Orvieto: It Doesn’t Get More Terroir Than This

Written on 3 febbraio 2012 by Rebecca

Terroir, terroir. Perhaps the most overused word in conversing and writing about wine, bandied about with an abandon which has led to it having lost almost any real meaning. A word which I was determined to avoid–along with red wine stains on my shirt–during this past month of blogging about Umbria and her wines; alas, I was ultimately unsuccessful at both these endeavors.

Just as a splotch of Sangiovese will inevitably show up sooner or later during five full days of wine tastings, so will the word terroir in a region in which this slippery concept of “sense of place”—meaning, of course, geography, geology, and climate, but also that more elusive context of history, culture, and human touch—is so prominent in the wines: how they are made, how they are marketed, how they are paired.

It is difficult, if not impossible, to fully understand or appreciate Umbrian wines outside the backdrop of its terroir.

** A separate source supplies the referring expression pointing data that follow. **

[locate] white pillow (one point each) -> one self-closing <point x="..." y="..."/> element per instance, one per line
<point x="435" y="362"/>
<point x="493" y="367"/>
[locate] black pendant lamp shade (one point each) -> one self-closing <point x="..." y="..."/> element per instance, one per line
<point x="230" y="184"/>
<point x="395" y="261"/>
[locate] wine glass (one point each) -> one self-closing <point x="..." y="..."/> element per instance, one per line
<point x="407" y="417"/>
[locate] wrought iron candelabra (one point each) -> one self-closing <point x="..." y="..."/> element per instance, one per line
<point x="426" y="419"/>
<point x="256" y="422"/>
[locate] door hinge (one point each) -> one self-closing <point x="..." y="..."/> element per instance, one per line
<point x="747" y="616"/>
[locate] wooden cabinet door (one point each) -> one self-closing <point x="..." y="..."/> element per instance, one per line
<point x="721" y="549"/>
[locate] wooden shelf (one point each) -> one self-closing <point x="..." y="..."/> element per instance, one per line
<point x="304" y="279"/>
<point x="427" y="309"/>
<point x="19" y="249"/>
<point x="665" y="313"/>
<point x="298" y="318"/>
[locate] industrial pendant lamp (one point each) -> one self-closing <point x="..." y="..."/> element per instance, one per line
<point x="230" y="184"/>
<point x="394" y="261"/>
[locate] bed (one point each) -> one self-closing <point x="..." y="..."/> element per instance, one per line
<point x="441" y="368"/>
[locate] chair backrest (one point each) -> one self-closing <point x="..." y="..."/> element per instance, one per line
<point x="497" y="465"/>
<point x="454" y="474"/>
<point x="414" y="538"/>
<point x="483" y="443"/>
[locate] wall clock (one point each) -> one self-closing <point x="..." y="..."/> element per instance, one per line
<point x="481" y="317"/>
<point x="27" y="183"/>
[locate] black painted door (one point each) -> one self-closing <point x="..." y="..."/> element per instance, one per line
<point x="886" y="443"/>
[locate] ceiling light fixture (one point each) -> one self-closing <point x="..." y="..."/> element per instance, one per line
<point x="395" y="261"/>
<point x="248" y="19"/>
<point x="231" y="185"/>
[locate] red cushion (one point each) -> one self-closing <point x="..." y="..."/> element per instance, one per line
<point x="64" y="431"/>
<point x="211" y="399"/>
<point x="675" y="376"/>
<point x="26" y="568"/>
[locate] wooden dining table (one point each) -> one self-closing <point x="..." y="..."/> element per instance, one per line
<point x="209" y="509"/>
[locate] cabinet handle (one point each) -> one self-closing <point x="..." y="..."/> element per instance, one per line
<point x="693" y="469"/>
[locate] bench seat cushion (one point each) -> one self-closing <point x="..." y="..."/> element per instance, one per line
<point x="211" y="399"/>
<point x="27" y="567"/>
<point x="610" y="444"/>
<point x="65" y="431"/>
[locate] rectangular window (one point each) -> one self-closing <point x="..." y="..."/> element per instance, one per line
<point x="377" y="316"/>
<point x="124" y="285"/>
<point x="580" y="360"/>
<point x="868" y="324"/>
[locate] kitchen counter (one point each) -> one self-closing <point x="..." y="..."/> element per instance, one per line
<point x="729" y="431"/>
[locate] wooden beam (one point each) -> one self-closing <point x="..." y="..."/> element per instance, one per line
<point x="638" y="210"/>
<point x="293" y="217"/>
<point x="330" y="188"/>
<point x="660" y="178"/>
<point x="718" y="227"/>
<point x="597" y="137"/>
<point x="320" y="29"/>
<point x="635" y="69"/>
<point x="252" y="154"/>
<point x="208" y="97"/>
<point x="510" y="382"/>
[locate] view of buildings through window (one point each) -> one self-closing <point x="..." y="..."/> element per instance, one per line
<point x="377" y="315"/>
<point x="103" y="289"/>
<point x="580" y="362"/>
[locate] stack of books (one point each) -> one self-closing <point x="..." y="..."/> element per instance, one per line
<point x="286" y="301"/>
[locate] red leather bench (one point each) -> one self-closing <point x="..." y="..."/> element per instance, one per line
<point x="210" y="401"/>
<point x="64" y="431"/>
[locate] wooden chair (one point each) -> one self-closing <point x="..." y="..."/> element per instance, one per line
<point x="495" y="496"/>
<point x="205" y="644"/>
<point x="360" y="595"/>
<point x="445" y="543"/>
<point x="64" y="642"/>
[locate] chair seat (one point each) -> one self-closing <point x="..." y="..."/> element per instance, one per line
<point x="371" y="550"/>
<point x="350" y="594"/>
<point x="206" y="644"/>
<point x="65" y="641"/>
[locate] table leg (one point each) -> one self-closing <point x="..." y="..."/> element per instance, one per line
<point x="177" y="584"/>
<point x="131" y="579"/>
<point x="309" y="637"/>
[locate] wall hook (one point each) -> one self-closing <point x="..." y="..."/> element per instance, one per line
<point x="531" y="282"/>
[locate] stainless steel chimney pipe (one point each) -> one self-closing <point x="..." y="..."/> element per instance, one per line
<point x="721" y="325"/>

These wines are the essence of a region–and its people–bottled, and nowhere is this more evident than in the wines of Orvieto. A sip of this and you taste…well, I’ll just show you:

Barrels aging Orvieto Classico DOC

 

Our first tasting of the day in Orvieto

A winter sky over the hills surrounding Orvieto

 

One of the most breathtaking cathedral facades in Italy dominates Orvieto's piazza

 

Orvieto's undulating hills are dotted with tiny villages and fortresses

 

Here's the real terroir of Orvieto: the tufa volcanic rock the town is built on, much of which has been dug out over the centuries for storerooms, workshops, and dovecotes.

 

Tasting some of that terroir at the Enoteca Regionale in Orvieto, which features wines from across Umbria.

These wines are paired with Umbrian classics: bruschetta and prosciutto

A rustic plate of pasta is a perfect foil to the Orvieto DOC wines

A sweet wine from Orvieto is what this dessert needs....

Our visit to Orvieto closes with a tasting of some local reds

The clay soil, the rolling hills, the misty lake, the family who owns these vines. This is Orvieto's terroir.